Dr. Souvik Kar holds a Master degree in Zoology from India, and received the prestigious Georg Christoph Lichtenberg international scholarship to pursue his Ph.D in Neuroscience at the Hannover Medical School in Hannover, Germany. Following completion of his doctoral research work, he joined INI Hannover as a senior scientist, where he set up his own research lab, and established the biobank facility. Currently, Dr. Kar supervises the central biobank facility at INI Hannover which has the largest collection of human cerebral cavernous malformation (CCM) patient tissue and blood samples in Germany. Also, his lab was the first to identify crucial non-coding RNAs (microRNAs, snoRNAs, and lncRNAs) in CCM patients harboring lesions in the brainstem region. His key major achievements in the field of cerebrovascular biology include the characterization of crucial coding as well as non-coding RNAs as predictive biomarkers in patients harboring lesions in the brainstem regions.. Such biomarkers will be important for early clinical diagnosis and serve as potential theraupetic targets for CCM treatment. Also, he is a recipient of multiple national as well as international research grants, including the recent European Era-net-neuron 2022-2027 grant on cerebrovascular diseases. He is currently acting as a member of the medical advisory board for the German Cavernoma patient organization.

Speech Title: "Adhesion GPCR ADGRL4/ELDT1 as a novel potential Prognostic Biomarker for Cerebral Cavernous Malformation Diseases"

Abstract: Cerebral cavernous malformations (CCM) are angiographically occult vascular anomalies of the brain characterized by dilated capillaries, increased vascular permeability, and loss of endothelial junctional protein complexes [1]. Loss-of-function mutations in one of the three genes, namely KRIT1/CCM1, CCM2, and PDCD10/CCM3, have been associated with the disease pathogenesis. Despite recent advances in understanding the molecular mechanism of the disease, current lack of therapies and its unpredictable clinical behavior pose significant challenge in the identification of diagnostic biomarkers. The ETLD1 (epidermal growth factor, latrophilin and seven transmembrane domain-containing protein 1), a G-protein coupled receptor (GPCR) protein is an angiogenic biomarker, and has been suggested as a key therapeutic target for stroke and high-grade gliomas [2]. However, the relevance of ELTD1 in CCM pathogenesis remains unexplored. To identify and validate the expression of ELTD1 mRNA and protein levels in CCM disease, we employed various molecular biology methods such as RNA-seq, qRT-PCR, immunohistochemistry, and western blot. Through different analyses in human CCM patients, and in-vivo and in-vitro studies, herein we show the association between CCM and ELTD1, a known biomarker of angiogenesis and inflammation. Whole RNA transcriptome approach demonstrated ELTD1 is differentially expressed, whereas gene expression analysis revealed ELTD1 is significantly up-regulated in surgically resected tissue and plasma samples from CCM patients. Immunoexpression of ELTD1 showed a strong ELTD1-immunoreactivity in endothelial cells lining affected lesions.

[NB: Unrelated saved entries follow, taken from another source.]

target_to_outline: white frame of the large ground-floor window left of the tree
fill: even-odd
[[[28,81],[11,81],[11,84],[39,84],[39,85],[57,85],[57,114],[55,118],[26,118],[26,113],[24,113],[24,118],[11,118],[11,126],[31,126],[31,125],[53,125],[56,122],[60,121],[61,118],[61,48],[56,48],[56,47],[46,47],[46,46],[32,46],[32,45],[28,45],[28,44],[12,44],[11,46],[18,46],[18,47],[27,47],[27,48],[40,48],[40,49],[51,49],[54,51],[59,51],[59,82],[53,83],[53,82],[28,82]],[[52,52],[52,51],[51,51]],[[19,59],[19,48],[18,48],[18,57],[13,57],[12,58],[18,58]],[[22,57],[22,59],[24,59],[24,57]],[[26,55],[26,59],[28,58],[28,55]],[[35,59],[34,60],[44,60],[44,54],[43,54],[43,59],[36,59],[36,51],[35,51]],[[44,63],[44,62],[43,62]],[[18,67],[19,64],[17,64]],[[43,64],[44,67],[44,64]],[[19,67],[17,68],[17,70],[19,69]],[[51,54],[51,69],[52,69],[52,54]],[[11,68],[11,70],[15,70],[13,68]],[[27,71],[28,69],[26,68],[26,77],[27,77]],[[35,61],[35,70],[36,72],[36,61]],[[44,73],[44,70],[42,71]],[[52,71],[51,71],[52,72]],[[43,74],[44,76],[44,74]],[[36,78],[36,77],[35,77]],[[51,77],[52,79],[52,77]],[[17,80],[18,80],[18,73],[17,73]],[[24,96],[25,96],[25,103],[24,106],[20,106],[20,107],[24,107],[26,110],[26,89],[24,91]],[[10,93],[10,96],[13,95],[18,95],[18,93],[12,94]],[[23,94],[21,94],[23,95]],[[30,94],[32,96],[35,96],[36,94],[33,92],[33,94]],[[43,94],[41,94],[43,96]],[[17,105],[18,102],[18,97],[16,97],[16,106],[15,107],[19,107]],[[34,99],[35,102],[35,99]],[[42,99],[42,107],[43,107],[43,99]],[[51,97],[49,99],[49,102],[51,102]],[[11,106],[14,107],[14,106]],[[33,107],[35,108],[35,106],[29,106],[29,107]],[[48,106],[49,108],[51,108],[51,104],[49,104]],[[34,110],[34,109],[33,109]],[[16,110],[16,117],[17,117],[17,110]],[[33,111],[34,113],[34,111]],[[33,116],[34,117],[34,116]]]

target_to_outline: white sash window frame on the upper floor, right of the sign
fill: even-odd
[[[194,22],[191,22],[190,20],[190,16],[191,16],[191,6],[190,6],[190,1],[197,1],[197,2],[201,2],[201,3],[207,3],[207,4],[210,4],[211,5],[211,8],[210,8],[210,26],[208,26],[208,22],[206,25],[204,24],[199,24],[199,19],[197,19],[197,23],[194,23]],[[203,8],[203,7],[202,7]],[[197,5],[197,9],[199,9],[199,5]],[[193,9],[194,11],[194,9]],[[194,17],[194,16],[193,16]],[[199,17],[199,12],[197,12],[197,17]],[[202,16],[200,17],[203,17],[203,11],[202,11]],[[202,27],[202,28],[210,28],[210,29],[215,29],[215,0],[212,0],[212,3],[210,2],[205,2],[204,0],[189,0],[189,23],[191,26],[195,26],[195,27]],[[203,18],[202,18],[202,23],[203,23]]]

Further, we confirmed up-regulation of ELTD1 in cellular and animal models of CCM pathogenesis. Taken together, our results reveal for the first time a strong involvement of ELTD1 in CCM pathogenesis. Future clinical studies in larger patient cohorts and animal models of CCM disease will identify its role as a prognostic biomarker for early clinical diagnosis and risk stratification.